You have to admit, those are pretty impressive results. Other findings also reveal that hope reduces employee turnover intentions by half (49% less) among the most hopeful employees. Additionally, employees with a strong sense of belonging face substantially reduced risks of burnout (-10.1%), anxiety (-19.9%), and depression (-19.9%). The study also found that managers play a critical role in employee well-being. More than 84.1% of employees with strong managerial support feel respected and valued by their teammates, compared to only 53% with weak managerial support.

In addition to serving as a key driver of hope, resilience emerged as a remedy for burnout, stress, silent attrition, and employee turnover. The key drivers of positivity, self-efficacy, and problem-solving drive goal-oriented and hope-motivated behavior by 50–85%. Compared to less resilient respondents, the most resilient employees showed reductions of more than 70% in the risk of anxiety, depression, and burnout.

“This study, along with our previous scientific research, continues to demonstrate the vital role that resilience and strong managers play in fostering a thriving workforce,” Smith said. “Now that we’ve identified hope and belonging as powerful forces for significantly improving employee well-being, engagement, productivity, and retention, it’s crucial that we empower employees with a sense of hope and belonging that enables them to better cope with stress, overcome obstacles, and find meaning in their work.”

According to the study, hope can greatly influence a person’s work life and overall well-being. In the professional realm, the study shows that hope can provide employees with the motivation and resilience needed to persevere through challenges and setbacks.

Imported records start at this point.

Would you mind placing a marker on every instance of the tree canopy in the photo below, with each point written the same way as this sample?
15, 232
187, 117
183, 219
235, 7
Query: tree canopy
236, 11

When employees have a sense of hope, the study says they are more likely to approach their work with a positive mindset, which can improve productivity, creativity, and overall job satisfaction.

During organizational changes and times of uncertainty, the study concludes that hope can play a crucial role. When faced with challenges or adversity, a hopeful mindset can help employees adapt and take advantage of new opportunities for growth and development. By cultivating hope, the study proposes that organizations can foster a resilient workforce better equipped to navigate difficult times and emerge stronger.

The main sources of hope

MeQ’s study finds that workers discover hope from a variety of sources.

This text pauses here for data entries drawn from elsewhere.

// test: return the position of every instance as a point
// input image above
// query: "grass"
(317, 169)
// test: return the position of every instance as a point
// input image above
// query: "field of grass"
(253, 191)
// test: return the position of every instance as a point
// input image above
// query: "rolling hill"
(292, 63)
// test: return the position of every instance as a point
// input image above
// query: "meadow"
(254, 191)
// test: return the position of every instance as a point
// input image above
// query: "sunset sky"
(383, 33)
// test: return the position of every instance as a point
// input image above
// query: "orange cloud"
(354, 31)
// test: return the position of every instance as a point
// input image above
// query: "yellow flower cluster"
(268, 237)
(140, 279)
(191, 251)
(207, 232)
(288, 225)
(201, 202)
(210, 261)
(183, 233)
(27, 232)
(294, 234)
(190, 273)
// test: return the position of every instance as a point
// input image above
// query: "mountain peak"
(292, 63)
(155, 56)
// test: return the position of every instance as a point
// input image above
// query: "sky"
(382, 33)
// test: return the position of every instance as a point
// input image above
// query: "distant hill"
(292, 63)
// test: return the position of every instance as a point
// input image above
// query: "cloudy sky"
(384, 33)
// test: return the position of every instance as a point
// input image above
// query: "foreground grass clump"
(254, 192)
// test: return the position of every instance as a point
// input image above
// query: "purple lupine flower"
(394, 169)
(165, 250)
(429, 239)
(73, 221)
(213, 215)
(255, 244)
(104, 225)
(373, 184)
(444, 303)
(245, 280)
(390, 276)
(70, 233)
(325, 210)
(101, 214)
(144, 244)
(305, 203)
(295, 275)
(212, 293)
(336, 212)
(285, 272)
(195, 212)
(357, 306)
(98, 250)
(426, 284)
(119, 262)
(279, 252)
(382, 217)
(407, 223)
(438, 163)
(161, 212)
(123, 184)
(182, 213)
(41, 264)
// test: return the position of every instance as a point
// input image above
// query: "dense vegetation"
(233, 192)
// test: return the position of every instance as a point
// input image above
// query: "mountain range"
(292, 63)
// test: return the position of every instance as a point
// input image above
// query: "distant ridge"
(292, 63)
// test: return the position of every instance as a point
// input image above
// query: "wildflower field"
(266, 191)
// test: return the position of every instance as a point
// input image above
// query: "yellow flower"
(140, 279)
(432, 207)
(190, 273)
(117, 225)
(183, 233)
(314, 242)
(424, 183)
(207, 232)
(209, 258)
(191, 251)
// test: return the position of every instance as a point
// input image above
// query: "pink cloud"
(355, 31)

  1. Family stands out as the most important source of hope: 81.2% of employees gain hope from family relationships.
  2. Financial stability (74.1%) and personal growth (74.0%) also contribute greatly to employees’ sense of hope, followed closely by friends (72.2%).
  3. A substantial portion of employees (66.4%) derive hope from the fruits of their hard work.
  4. Faith plays an important role: 56.9% of employees find hope in their religious or spiritual beliefs.
  5. Self-improvement (55.2%) and creativity (48.9%) are also important sources of hope for many employees.
  6. Political and social change (20.5%) appears to be the least important source of hope among employees, suggesting that their hope stems primarily from personal, interpersonal and financial factors rather than broader social or political changes.

A final summary

MeQ’s findings remind us of the Stoics, who taught that even if we can’t control external events, such as workplace pressures, we can choose how we respond to them. And they remind us of the inspiring story of psychiatrist Viktor Frankl during his confinement in Auschwitz and other camps during World War II. In his classic book, Man’s search for meaningFrankl described being locked up in an extermination camp, where he said that elected be free: “When we can no longer change a situation, we are forced to change ourselves… Everything can be taken away from a human being, except one thing: the last of human freedoms: choosing one’s own attitude in any situation. set of circumstances, choose your own path.”

Employees can apply that hopeful mindset to deal with work stress and prevent burnout. Ultimately, hope has been shown to be an invaluable asset in daily routine, the MeQ study concludes. It not only improves individual well-being and performance, but also contributes to a positive and productive organizational culture.